Sayfalar

21 Şubat 2014 Cuma

OrDan, BurDan



Hızla akıyor zaman... En son 16 gün önce yazmışım ve öyle hızla akıyor ki dakikalar, yetişememekten korkuyorum..

Çalıştığım kurumun başka bir binaya taşınması hiç ummadığım kadar zor oldu. İnsanlar her gün anahtarını, parasını, zamanını kaybederken biz de 50 yıllık evraklar mevcut. Zabıt bir kere onun adı, önemli, bazıları da Osmanlıca. Şimdiye kadar işe yaradı mı yooo.. Ama olsun imha süresi henüz gelmedi.(ben hiç anlayamayacağım böyle işleri)

Bütün bu taşınma sırasında fazlaca yorgunluk ve stresten olsa gerek günlerce geçmeyen bir kulak uğultusu meşgul etti hayatımı. Neyse ki yorgunluktan olduğunu öğrendim ve 2 iğneyle çözdük olayı. Bakmayın bu kadar kolay yazdığıma, bir panik oldum, ya bişiy varsa, ya bir daha duyamazsam, tomografi mi çektirmeli... Bazen o kadar gereksiz şeylerle meşgul ediyorum ki kendimi, çevremdekileri. Şükürler olsun şimdi turp gibiyim ve yenilenmiş bir şekilde yeni binamızda mesaimize başladık:) Bu işin güzel yanı.. Kötü bir yanı var ki; öyle bir oturma planı yapmışlar ki, arkamdaki masalarda çalışan arkadaşlar ekranımı gayet net görebiliyorlar. Sanki ilkokul öğrencisi gibi arka arkaya oturma şekli. Konsept böyleymiş :(

 
 
Biraz önce blog sayfamı açmadan önce bir hikaye okudum, öyle hoşuma gitti ki... Severim böyle duygusal, düşündürücü, geliştirici öyküleri.. Hikayenin tamamını zaten nette bulabilirsiniz ancak sonunda anlatılmak istenen şey öyle güzel ki... Yaşam gerçekten böyle...
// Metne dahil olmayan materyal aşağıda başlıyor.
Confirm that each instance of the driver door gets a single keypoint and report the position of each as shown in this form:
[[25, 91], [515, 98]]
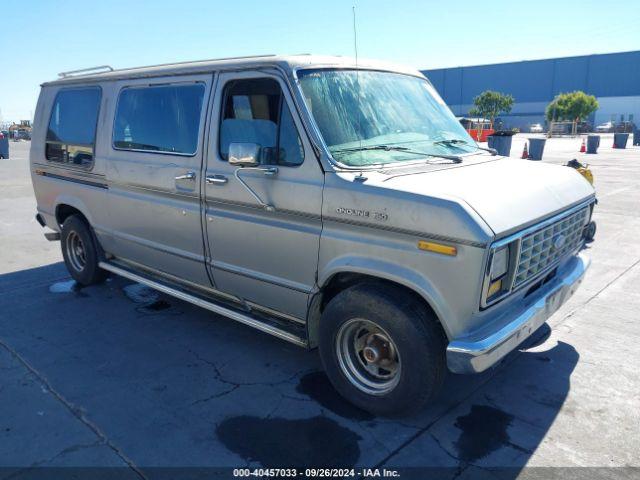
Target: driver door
[[266, 258]]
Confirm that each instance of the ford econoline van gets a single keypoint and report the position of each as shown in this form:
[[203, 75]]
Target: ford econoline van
[[331, 204]]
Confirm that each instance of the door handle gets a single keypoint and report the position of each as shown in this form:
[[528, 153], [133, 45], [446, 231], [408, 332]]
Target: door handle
[[187, 176], [216, 179]]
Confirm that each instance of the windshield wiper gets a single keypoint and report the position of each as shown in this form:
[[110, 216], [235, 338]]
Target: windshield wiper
[[459, 141], [388, 148]]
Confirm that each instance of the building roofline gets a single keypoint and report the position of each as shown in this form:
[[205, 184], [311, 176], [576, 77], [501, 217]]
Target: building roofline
[[530, 61]]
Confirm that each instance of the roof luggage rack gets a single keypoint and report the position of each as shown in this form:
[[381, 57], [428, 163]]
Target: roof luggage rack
[[86, 71]]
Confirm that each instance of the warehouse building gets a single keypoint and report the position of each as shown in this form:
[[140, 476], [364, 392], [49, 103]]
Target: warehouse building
[[613, 78]]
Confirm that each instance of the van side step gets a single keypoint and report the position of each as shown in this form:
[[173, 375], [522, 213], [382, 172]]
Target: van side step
[[289, 331]]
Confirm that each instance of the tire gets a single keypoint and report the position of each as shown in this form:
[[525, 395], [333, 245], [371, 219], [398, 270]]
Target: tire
[[81, 251], [409, 370]]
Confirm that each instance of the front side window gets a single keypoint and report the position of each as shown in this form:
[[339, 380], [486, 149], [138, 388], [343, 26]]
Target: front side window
[[255, 111], [373, 118], [159, 118], [72, 127]]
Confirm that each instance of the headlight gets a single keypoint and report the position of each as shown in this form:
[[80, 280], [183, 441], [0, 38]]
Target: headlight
[[499, 263]]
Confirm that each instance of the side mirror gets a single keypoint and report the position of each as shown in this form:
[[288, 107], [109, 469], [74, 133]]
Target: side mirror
[[244, 154]]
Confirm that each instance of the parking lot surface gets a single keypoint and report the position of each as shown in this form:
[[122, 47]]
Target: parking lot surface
[[118, 375]]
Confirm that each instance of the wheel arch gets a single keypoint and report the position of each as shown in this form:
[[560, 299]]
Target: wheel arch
[[66, 206]]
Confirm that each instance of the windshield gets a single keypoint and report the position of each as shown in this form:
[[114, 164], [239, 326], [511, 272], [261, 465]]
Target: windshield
[[370, 117]]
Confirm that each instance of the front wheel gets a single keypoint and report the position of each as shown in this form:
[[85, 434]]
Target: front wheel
[[80, 251], [382, 349]]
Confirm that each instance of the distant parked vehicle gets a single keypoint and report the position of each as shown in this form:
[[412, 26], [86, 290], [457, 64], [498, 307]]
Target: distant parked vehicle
[[477, 128], [23, 134], [624, 127], [606, 127]]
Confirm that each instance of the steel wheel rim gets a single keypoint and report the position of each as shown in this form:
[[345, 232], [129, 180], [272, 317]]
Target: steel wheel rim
[[76, 251], [368, 356]]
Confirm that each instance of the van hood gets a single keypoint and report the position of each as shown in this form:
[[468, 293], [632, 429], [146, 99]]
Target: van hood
[[509, 194]]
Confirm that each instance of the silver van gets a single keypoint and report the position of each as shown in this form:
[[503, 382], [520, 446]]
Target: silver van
[[333, 204]]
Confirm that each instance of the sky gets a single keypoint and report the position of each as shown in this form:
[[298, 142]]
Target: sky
[[43, 37]]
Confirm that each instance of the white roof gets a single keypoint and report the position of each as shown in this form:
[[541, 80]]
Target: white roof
[[287, 63]]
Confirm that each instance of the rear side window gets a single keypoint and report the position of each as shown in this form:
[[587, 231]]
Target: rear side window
[[72, 127], [159, 119]]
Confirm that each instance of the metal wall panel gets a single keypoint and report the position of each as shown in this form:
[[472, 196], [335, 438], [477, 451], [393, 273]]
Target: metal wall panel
[[534, 83]]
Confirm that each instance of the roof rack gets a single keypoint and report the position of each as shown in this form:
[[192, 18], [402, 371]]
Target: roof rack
[[86, 71]]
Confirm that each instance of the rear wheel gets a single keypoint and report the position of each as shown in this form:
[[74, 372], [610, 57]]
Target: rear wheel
[[382, 349], [80, 251]]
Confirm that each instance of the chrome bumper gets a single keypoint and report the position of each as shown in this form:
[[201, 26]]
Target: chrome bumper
[[482, 349]]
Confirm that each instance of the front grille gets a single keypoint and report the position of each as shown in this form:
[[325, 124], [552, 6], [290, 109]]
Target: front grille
[[545, 247]]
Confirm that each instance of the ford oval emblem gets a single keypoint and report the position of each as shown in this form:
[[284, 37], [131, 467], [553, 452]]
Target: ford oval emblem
[[558, 241]]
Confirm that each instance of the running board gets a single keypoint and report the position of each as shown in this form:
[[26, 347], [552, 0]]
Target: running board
[[207, 304]]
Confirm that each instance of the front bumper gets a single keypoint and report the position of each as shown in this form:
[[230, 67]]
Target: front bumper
[[482, 349]]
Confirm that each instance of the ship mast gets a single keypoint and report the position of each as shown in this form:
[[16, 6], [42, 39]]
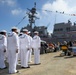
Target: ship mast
[[32, 17]]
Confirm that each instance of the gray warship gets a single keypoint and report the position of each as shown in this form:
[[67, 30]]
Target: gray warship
[[64, 32]]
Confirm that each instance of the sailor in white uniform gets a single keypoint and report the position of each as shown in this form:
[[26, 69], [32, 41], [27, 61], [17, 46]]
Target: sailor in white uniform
[[3, 48], [36, 46], [24, 48], [13, 49]]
Yaşlı kadın, bir antika dükkanından aldığı yüzyıllık fincanı özenle salon vitrinine yerleştirdi. Fincanın biçimi, üzerindeki işlemeler, renkler onun bir sanat eseri olduğunu söylüyordu. Ödediği fiyatı hatırladı; hayır, hiç de pahalıya almamıştı.
Hayranlıkla fincanı seyretmeye devam etti. Derken, birden fincan dile geldi ve kadına şöyle dedi;

"Bana hayranlıkla baktığının farkındayım. Ama bilmelisin ki, ben hep böyle değildim. Yaşadığım sıkıntılar beni bu hale getirdi.”
Kadın şimdi hayret içindeydi. Önündeki kahve fincanı konuşuyordu!
Kekeleyerek: "Nasıl? Anlayamadım?" diyebildi yaşlı kadın.

"Demek istiyorum ki, ben bir zamanlar çamurdan ibarettim ve bir sanatkâr geldi. Beni eline aldı, ezdi, dövdü, yoğurdu. Çektiğim sıkıntılara dayanamayıp:
"Yeter! Lütfen dur artık!" diye bağırmak zorunda kaldım.
Ama usta sadece gülümsedi ve; "Daha değil!" diye cevapladı beni.
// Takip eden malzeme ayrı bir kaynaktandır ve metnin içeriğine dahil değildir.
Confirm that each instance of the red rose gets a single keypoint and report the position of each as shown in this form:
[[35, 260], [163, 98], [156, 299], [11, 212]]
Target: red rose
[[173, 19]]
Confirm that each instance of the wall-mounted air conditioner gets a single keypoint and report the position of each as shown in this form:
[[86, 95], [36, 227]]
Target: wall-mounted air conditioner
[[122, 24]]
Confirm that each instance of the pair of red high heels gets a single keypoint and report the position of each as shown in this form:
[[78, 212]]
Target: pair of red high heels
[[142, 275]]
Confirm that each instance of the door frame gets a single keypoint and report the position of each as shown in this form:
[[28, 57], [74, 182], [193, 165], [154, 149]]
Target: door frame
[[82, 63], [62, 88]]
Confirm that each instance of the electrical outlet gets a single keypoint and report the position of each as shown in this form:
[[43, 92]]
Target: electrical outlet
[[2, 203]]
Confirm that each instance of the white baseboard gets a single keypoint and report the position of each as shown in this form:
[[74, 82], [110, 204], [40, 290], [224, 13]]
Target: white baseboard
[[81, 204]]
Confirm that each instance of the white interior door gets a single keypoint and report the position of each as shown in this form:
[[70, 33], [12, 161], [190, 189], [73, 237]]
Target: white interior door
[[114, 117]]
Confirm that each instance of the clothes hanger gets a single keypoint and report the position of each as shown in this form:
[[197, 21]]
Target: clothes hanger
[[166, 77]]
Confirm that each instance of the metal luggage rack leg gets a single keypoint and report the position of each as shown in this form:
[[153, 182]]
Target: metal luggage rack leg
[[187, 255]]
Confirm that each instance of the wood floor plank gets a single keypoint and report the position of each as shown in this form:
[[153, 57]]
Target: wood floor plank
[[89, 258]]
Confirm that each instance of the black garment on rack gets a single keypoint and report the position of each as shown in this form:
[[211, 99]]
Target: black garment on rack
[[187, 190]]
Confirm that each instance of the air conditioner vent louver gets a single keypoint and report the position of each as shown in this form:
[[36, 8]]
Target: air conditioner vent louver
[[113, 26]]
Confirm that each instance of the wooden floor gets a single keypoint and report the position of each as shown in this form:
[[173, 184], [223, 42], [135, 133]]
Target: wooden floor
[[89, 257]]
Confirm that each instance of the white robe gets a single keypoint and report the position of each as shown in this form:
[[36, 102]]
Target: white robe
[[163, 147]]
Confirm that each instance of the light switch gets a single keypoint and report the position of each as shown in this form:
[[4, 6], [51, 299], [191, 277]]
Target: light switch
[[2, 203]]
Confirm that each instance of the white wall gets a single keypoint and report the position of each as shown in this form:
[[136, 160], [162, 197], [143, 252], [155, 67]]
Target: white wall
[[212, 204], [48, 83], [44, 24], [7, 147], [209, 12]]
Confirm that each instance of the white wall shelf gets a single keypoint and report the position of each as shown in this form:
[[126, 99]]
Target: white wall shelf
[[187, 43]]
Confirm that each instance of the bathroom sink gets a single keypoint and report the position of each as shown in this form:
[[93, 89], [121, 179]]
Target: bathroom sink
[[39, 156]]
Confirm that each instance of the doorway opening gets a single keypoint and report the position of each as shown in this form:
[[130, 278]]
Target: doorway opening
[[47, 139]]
.................................................

Şimdi tam istediğim gibi oldun. Kendine bir bakmak ister misin?"
Ona "Evet" dedim.

Bir ayna getirip önüme koydu. Gördüğüme inanamıyordum. Aynaya tekrar tekrar baktım ve "Bu ben değilim. Ben sadece bir çamur parçasıydım."
"Evet bu sensin!" dedi usta. Senin acı ve sıkıntı diye gördüğün şeyler sayesinde böyle mükemmel bir fincan haline geldin. Eğer seni bir çamur parçası iken üzerinde çalışmasaydım, kuruyup gidecektin.
Döner tezgahın üstüne koymasaydım, ufalanıp toz olacaktın.
Sıcak fırına sokmasaydım, çatlayacaktın.
Boyamasaydım, hayatında renk olmayacaktı.
Ama sana asıl güç ve kuvveti veren ikinci fırın oldu.
Şimdi arzu ettiğim her şey var üzerinde."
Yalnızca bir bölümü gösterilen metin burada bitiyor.